GALAX: Graph-Augmented Language Model for Explainable Reinforcement-Guided Subgraph Reasoning in Precision Medicine¶
Conference: ICLR 2026
OpenReview: https://openreview.net/forum?id=ADFXCeYXvR
Code: TBD
Area: Precision Medicine / Graph-Augmented LLM / Reinforcement Learning
Keywords: Subgraph Reasoning, Process Reward Model, Multi-omics, CRISPR Target Discovery, GNN-LLM Fusion
TL;DR¶
GALAX treats a pre-trained GNN as a "process judge," using reinforcement learning to guide an LLM in incrementally constructing disease-related subgraphs. This enables explainable, patient-specific cancer target prediction without the need for step-by-step annotations.
Background & Motivation¶
- Background: Precision medicine aims to identify key signaling pathways and therapeutic targets driving diseases. This requires the simultaneous utilization of three types of information: quantitative multi-omics features (genomics/transcriptomics/proteomics), the topological structure of biological networks, and literature-scale textual knowledge. CRISPR large-scale knockout screens provide a reliable experimental "gold standard" for targets.
- Limitations of Prior Work: Traditional differential expression or essentiality scoring fails to model the hierarchy and cross-modal dependencies of molecular networks. Graph models excel at outcome prediction but lack the structured supervision required for target prioritization. Knowledge Graph-based RAG (RoG, SubgraphRAG, GNN-RAG, G-Retriever) typically focuses only on the accuracy of the final answer; the retrieved subgraphs are often noisy, oversized, and lack ground-truth mechanistic structures. Crucially, they generally lose numerical omics signals, leading to a lack of cell-line-specific information.
- Key Challenge: Process Reward Models (PRM) could theoretically provide fine-grained supervision for intermediate reasoning steps, but they face three major bottlenecks: coarse step definitions, difficulty in verifying intermediate correctness, and vulnerability to reward hacking. In biomedicine, these issues are amplified: Text-Omic Numerical Graphs (TNG) lack step-by-step ground-truth labels, and the combinatorial explosion of biological pathways makes exhaustive planning or retrieval impractical.
- Goal: To unify numerical omics, textual knowledge, and biological topology into a reinforcement learning framework without explicit step-wise labels, using subgraph reasoning as a bridge to connect "numerical evidence, topological knowledge, and linguistic context" to output accurate and explainable patient-specific targets.

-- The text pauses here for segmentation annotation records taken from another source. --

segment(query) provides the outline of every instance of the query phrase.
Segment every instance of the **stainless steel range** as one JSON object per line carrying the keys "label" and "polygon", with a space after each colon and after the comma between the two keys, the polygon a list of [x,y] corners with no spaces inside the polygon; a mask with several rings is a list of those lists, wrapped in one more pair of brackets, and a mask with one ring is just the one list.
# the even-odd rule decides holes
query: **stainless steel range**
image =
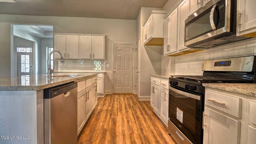
{"label": "stainless steel range", "polygon": [[256,57],[205,60],[203,76],[172,76],[169,83],[169,133],[178,144],[202,144],[204,83],[255,83]]}

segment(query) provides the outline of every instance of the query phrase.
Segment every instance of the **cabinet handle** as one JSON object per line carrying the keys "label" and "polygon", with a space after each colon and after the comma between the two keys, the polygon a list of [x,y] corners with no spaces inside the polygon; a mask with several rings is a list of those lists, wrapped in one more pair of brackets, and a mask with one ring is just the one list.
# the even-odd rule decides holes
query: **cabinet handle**
{"label": "cabinet handle", "polygon": [[167,94],[166,94],[166,92],[164,92],[164,101],[166,101],[166,100],[167,100],[166,99],[166,95],[167,95]]}
{"label": "cabinet handle", "polygon": [[204,114],[204,112],[203,112],[203,122],[202,122],[203,123],[203,127],[202,128],[203,129],[204,129],[204,126],[207,126],[207,125],[206,124],[205,124],[205,122],[204,122],[204,116],[207,116],[207,114]]}
{"label": "cabinet handle", "polygon": [[164,84],[161,83],[161,84],[162,84],[164,86],[166,86],[166,84]]}
{"label": "cabinet handle", "polygon": [[212,102],[213,102],[214,103],[216,103],[220,104],[221,105],[222,105],[223,106],[225,106],[225,103],[224,103],[218,102],[217,102],[217,101],[215,101],[215,100],[211,100],[211,99],[208,99],[208,100],[209,100],[209,101],[211,101]]}
{"label": "cabinet handle", "polygon": [[238,10],[236,13],[236,27],[238,28],[239,27],[239,26],[242,24],[239,23],[239,19],[240,19],[240,15],[242,15],[242,13],[239,13],[239,10]]}
{"label": "cabinet handle", "polygon": [[198,2],[198,0],[197,0],[197,6],[198,6],[198,4],[200,4],[201,3],[200,2]]}

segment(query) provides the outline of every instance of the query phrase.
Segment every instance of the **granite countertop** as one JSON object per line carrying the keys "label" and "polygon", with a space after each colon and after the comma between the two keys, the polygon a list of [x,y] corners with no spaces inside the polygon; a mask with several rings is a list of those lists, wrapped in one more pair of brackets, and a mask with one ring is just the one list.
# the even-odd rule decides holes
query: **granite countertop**
{"label": "granite countertop", "polygon": [[[96,76],[98,73],[70,73],[76,77],[46,77],[47,74],[0,77],[0,91],[38,90]],[[54,73],[53,76],[66,75]]]}
{"label": "granite countertop", "polygon": [[65,71],[55,71],[53,73],[91,73],[91,74],[106,74],[106,72],[104,71],[99,71],[99,72],[95,72],[95,71],[83,71],[81,70],[65,70]]}
{"label": "granite countertop", "polygon": [[152,76],[154,76],[158,78],[169,79],[171,76],[166,76],[161,74],[150,74]]}
{"label": "granite countertop", "polygon": [[203,84],[206,87],[256,97],[256,84]]}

- Core Idea: Utilize a pre-trained GNN as a source of process rewards—allowing the GNN to score the "biological plausibility and cancer relevance" of partial signal subgraphs generated step-by-step by the LLM, supplemented by schema-based rule validation. This achieves process-level supervision without annotations, translating linguistic reasoning into explainable graph construction.
Method¶
Overall Architecture¶
GALAX consists of two stages: first, an initial LLM \(f_{init}\) performs rough reasoning from multi-omics profiles to extract candidate targets. Then, a reinforcement learning graph generator \(\pi\), guided by step-wise rewards from a pre-trained graph foundation model \(g\), incrementally builds an explainable subgraph \(G^\dagger\). Finally, a second-stage LLM \(f_{final}\) reads both the "initial output and the generated subgraph" to make refined predictions. The subgraph \(G^\dagger\) itself serves as a transparent basis for reasoning. The data foundation is the TOSG (Text-Omic Signaling Graph), supported by the Target-QA benchmark providing CRISPR ground-truth supervision.
flowchart LR
A[Multi-omics Profile<br/>Top-K Gene/Trans/Prot] --> B[Retrieve Disease-related Proteins<br/>+ h-hop neighbors]

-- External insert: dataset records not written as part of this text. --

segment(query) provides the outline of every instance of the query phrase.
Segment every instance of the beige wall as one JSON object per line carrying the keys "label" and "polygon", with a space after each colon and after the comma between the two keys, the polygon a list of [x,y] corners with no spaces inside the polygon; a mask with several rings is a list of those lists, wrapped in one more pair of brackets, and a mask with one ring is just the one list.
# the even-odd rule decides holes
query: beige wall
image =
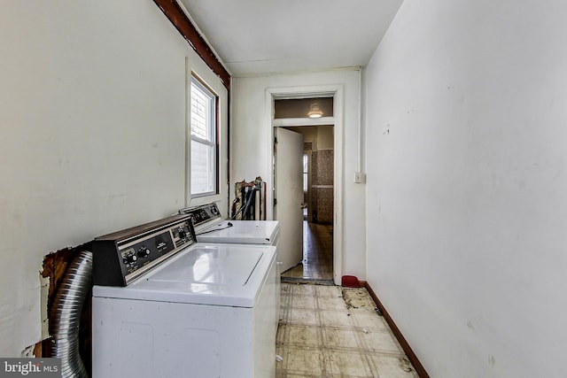
{"label": "beige wall", "polygon": [[406,0],[365,71],[368,281],[431,377],[567,376],[565,19]]}
{"label": "beige wall", "polygon": [[186,57],[227,93],[151,1],[10,2],[0,35],[0,356],[18,357],[42,338],[44,255],[185,205]]}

A --> C[f_init Initial LLM<br/>Rough reasoning extracted candidates]
B --> D[π Graph Generator<br/>Edge-by-edge subgraph construction]
C --> D
E[g Pre-trained GNN<br/>Process Reward GPRM] -.Scoring.-> D
F[Schema Rule Validation] -.Penalty.-> D
D --> G[Optimal Subgraph G†]
G --> H[f_final Stage-2 LLM<br/>Expert mode description + Prediction]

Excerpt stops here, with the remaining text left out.